Le fait est que j’ai eu l’occasion de rencontrer par ce biais Piotr, un jeune polonais qui avait beaucoup consommé de toxiques dans un contexte festif initialement puis vraiment addict au bout d’un certain temps. Les amphétamines (ecstasy ou MDMA) et la cocaïne lui avaient un peu grillé le cerveau.

Piotr était devenu très délirant, avec un syndrome de persécution et des hallucinations de tous registres responsables de troubles de son comportement qui lui permettaient difficilement de vivre en société. Il poussait des cris, grimaçait, se contorsionnait, jouait avec ses selles qu’il badigeonnait sur les murs et le sol. Il était quasiment impossible de communiquer avec lui, bredouillant des mots sans liens logiques et n’ayant pas l’air de percevoir ce que nous tentions de déterminer.

Nuit et jour, Piotr restait enfermé depuis des mois par son psychiatre psychotique. Dans une chambre de quatre mètres carrés où il recevait une mince lumière par une fenêtre située en hauteur, en plus de la lumière qu’il recevait du hublot de la porte d’où il pouvait être surveillé par les soignants pour sa sécurité.

Et tous les week-end, Piotr voyait un·e nouvel·le interne, choqué·e par la même problématique. Ce patient était sans aucun traitement médicamenteux car son psychiatre considérait que ses symptômes traduisaient un fonctionnement névrotique de nature hystérique. Son psychiatre ne croyait pas (ou ne voyait pas) que ce jeune pouvait être réellement délirant, expliqué par une maladie qui nécessitait un traitement. Il ne voyait que l’hystérie. La pauvreté du dossier médical pour étayer son argumentaire n’était pas de nature rassurante. La seule chose qui transparaissait de manière cinglante était la consigne aux blancs-becs du week-end que nous étions de NE PAS mettre de traitement antipsychotique (voir cet article sur le sujet).

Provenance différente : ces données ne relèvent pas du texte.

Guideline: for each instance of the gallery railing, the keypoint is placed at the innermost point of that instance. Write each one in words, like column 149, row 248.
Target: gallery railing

Toutes les tentatives de changement étaient peine perdue, car à son retour le lundi, le psychiatre  arrêtait à nouveau le traitement qui aurait pu aider ce pauvre jeune, en proie avec une réelle souffrance à laquelle ce médecin ne croyait pas.

Simples internes, d’un service différent, nous n’avions pas de poids sur une décision qui de manière partagée n’était pas la bonne. Ce psychiatre continuait d’exercer, avec sa vision des choses, et les conséquences délétères sur ses patients.

Praticien hospitalier, fonctionnaire, il était protégé par sa caste au détriment des personnes qu’il devait soigner.